The ringmaster for this circus of sin is Oliviero Rouvigny. It is this character’s nihilism that seems to seep into all those around him. He holds everyone in contempt. They are there for his convenience to pass judgment on or to use and abuse. His failed-writer’s ego must still need to maintain some air of intellectual superiority. Perhaps he justifies his lack of creativity by decreeing that all others are worthless and the world is hopeless. We have no qualms about Oliviero becoming a murder suspect once the killings begin.
I suppose we could cut Oliviero a little slack, as his mother the Countess Esther was a successful actress who was very promiscuous, may have been mad, and slept with her son; that’s bound to mess a kid up. That also seems to have saddled Oliviero with an incestuous fixation lasting beyond his mother's death. Yup, the guy has some issues.
Then again, Oliviero inherited a large estate and the family jewels so he should have it made. But he has become so bitter and despondent that he no longer works, he allows his huge villa to fall into disrepair, he assaults and humiliates his beautiful wife, he treats his maid (Angela Le Vorgna) like a slave, his ongoing affair with a girl (Daniela Giordano) began when he taught her in high school, and he is putting the moves on his sexy niece (Edwige Fenech).

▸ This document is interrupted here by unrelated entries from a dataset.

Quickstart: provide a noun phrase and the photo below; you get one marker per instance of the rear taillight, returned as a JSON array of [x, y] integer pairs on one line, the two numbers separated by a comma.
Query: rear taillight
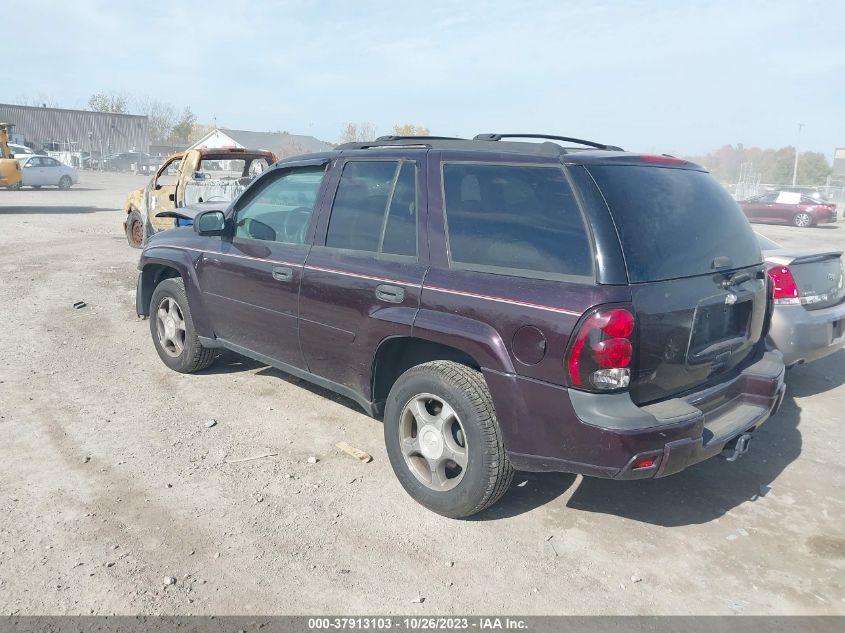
[[600, 355], [786, 290]]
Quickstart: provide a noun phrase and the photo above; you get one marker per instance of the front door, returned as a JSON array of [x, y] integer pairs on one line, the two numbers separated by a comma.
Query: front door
[[33, 172], [250, 280], [363, 276], [161, 193]]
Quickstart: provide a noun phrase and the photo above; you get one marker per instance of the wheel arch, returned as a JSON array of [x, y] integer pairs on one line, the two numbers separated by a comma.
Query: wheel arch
[[152, 274], [395, 355], [154, 269]]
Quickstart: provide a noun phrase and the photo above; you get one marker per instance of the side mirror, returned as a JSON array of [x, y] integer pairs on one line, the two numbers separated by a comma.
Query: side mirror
[[210, 223]]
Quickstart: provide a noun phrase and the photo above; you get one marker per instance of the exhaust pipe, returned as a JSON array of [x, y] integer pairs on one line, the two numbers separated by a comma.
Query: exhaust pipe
[[737, 447]]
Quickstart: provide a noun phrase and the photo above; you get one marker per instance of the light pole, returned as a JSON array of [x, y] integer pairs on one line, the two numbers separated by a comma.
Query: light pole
[[795, 166]]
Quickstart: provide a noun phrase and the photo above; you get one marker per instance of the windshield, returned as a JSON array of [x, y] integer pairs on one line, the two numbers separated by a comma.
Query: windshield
[[675, 222], [230, 168]]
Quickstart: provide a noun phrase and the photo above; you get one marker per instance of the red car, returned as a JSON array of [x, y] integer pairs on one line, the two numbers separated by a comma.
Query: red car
[[788, 207]]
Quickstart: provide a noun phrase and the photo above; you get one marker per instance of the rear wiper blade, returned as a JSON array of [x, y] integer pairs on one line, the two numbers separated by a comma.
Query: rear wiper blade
[[735, 280]]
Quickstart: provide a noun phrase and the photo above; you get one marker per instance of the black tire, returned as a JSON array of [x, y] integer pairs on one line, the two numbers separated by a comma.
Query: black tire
[[136, 230], [488, 472], [193, 356]]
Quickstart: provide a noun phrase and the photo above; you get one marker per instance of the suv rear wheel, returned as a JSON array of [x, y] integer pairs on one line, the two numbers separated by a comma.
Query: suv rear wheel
[[136, 232], [443, 440], [173, 330]]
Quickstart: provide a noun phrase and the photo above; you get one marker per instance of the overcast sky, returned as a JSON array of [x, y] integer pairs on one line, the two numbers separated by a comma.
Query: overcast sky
[[674, 76]]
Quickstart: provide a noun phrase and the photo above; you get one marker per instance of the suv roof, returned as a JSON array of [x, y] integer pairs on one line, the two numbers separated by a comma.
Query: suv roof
[[591, 152]]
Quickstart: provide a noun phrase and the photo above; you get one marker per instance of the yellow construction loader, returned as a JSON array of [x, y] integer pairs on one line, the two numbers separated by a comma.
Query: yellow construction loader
[[10, 169]]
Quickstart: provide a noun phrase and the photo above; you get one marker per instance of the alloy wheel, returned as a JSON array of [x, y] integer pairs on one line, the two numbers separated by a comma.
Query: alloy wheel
[[170, 326], [802, 220], [433, 442]]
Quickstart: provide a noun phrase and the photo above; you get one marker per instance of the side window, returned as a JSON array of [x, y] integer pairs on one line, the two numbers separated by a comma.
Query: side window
[[375, 208], [513, 219], [170, 174], [400, 232], [279, 208]]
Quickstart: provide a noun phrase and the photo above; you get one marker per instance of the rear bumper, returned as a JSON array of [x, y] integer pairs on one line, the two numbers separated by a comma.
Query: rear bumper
[[803, 335], [606, 435]]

Well, maybe he’s not all bad. After all, Oliviero does love his black cat Satan. That’s the cat that used to belong to his mother. That’s the cat he lovingly strokes as he gets plastered on J&B Scotch while staring longingly at that huge painting of his dead mother. Ah hell, forget it. There are no redeeming features at all in this guy and Luigi Pistilli plays him to a tee.

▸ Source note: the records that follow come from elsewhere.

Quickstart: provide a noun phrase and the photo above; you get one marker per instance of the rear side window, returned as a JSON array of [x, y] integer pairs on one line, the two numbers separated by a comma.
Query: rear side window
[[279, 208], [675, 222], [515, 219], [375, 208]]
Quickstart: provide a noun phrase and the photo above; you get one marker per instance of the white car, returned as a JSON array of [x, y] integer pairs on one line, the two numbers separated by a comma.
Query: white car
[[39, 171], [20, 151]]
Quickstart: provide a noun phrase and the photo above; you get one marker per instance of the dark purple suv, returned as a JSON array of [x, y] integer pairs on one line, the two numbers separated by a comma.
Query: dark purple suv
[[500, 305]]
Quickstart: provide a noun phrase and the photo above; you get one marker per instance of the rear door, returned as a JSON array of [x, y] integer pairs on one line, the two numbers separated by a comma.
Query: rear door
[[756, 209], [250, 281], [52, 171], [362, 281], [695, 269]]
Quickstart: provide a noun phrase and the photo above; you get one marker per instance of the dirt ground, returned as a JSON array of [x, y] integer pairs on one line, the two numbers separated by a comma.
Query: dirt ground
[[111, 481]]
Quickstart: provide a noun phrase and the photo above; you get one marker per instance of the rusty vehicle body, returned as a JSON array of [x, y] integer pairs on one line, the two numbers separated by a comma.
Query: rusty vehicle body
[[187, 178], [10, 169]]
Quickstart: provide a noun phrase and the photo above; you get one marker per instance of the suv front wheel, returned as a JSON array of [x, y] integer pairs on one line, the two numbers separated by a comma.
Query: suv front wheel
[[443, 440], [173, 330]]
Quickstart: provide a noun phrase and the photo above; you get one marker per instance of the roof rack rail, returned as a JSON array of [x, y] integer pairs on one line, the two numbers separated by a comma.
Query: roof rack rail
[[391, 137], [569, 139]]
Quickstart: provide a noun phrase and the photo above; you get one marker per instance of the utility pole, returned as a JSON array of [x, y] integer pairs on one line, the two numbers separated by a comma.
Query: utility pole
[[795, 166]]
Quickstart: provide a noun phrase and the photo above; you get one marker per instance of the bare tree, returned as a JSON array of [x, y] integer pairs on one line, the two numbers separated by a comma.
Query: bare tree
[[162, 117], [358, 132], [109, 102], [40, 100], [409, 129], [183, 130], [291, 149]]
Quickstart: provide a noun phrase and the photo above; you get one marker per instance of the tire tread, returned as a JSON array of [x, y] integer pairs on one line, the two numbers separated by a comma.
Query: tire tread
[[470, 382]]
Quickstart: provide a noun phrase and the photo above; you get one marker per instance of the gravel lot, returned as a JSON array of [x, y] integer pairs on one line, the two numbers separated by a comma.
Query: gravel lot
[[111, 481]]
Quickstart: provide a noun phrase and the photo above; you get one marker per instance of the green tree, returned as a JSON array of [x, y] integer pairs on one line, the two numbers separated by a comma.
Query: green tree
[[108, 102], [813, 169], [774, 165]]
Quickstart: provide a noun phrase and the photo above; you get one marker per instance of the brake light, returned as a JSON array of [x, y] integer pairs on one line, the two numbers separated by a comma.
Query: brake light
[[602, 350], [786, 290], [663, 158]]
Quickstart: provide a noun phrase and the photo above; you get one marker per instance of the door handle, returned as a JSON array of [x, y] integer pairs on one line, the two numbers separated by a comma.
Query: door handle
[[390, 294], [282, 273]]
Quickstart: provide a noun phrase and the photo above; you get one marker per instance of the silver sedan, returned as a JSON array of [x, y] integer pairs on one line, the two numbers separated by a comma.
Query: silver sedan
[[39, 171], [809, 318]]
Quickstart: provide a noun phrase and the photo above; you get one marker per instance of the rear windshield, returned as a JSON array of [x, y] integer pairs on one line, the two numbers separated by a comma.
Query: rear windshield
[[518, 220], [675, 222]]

As the long-suffering Olviero’s wife Irina, Anita Strindberg earns our sympathies immediately. However, we wonder just how she wound up in this miserable situation and why she continues to put up with it. Is she a masochist or so unstable that she can’t fend for herself? Strindberg’s beauty graced many giallo films, and her performance here is one of her best.

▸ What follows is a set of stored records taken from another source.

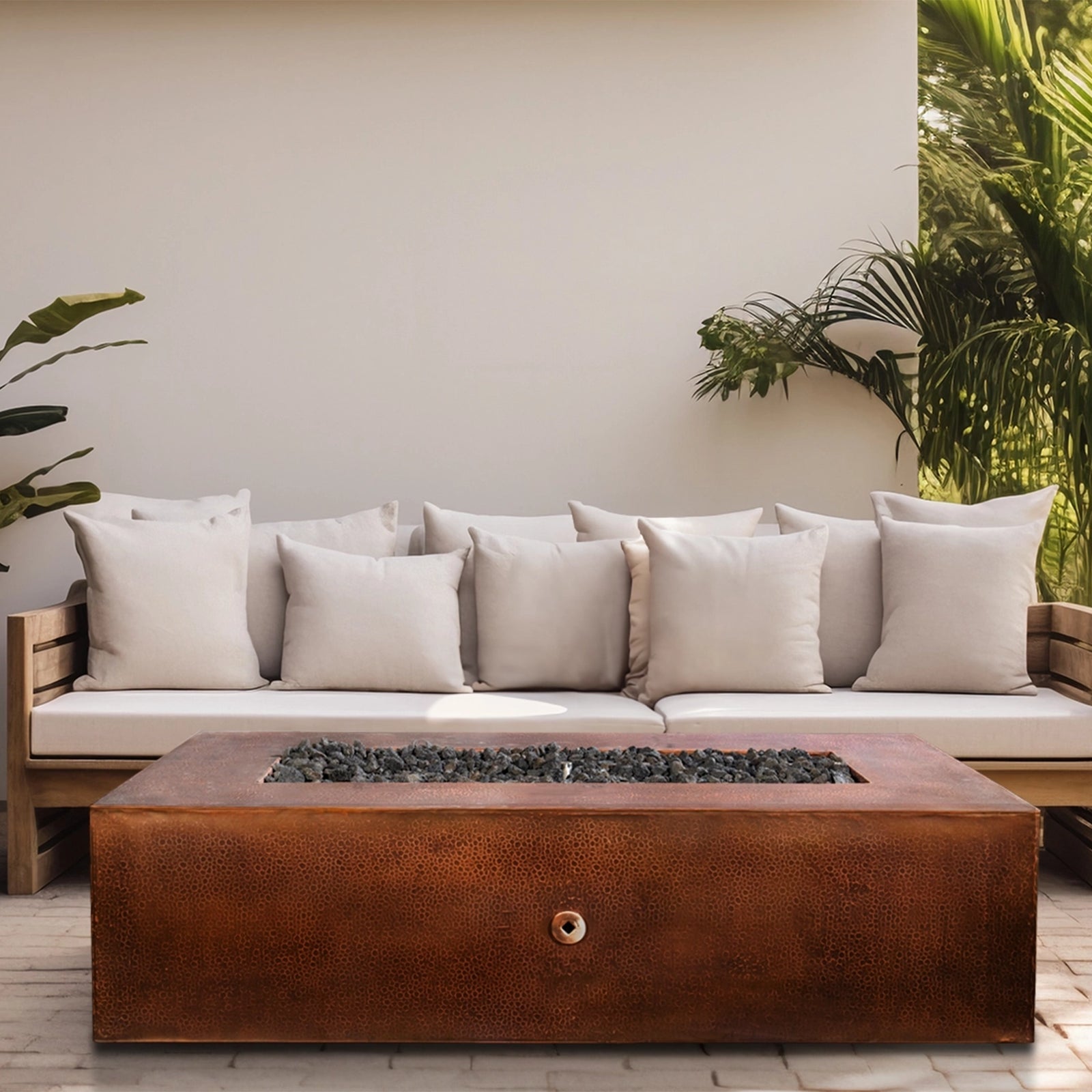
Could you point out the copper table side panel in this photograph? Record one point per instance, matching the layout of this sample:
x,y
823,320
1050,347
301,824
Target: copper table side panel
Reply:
x,y
229,910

Another giallo queen, Edwige Fenech, appears here as Oliviero’s unpredictable and uninhibited niece Floriana. Fenech found even greater fame in sex comedies, but her creamy, curvy form was always a highlight in her giallo films.
There is another character that I just have to mention: Dario (Riccardo Salvino), the horny milkman and motocross racer. Not only is he upfront about his lechery with any hot chick, as if he is the proverbial God’s gift to women, but he acts as if his attitude is perfectly wholesome. Was this some sort of typically Italian machismo in the ’70s, and were women actually amenable to such cocksure conceit? Maybe that’s how a creep like Oliviero scored with Irina. Sure, plenty of women who can have their pick of the horndog pack choose assholes, but this wolf Dario seems like the closest thing to a pleasant character in this story and I still kept hoping he would get wasted.
By now you should be getting the picture here: If any giallo exemplifies the depiction of the lack of a moral center and character integrity typical in the genre, it is this one. Your Vice is a Locked Room and Only I Have the Key is of interest to those of us that like to see the evil twists and turns of obsession and deceit among members of the amoral upper crust who have done nothing of merit to deserve their prosperity. The satisfaction provided by many giallo films is that the well-to-do sociopaths usually get what they deserve, unlike many of their real-life counterparts.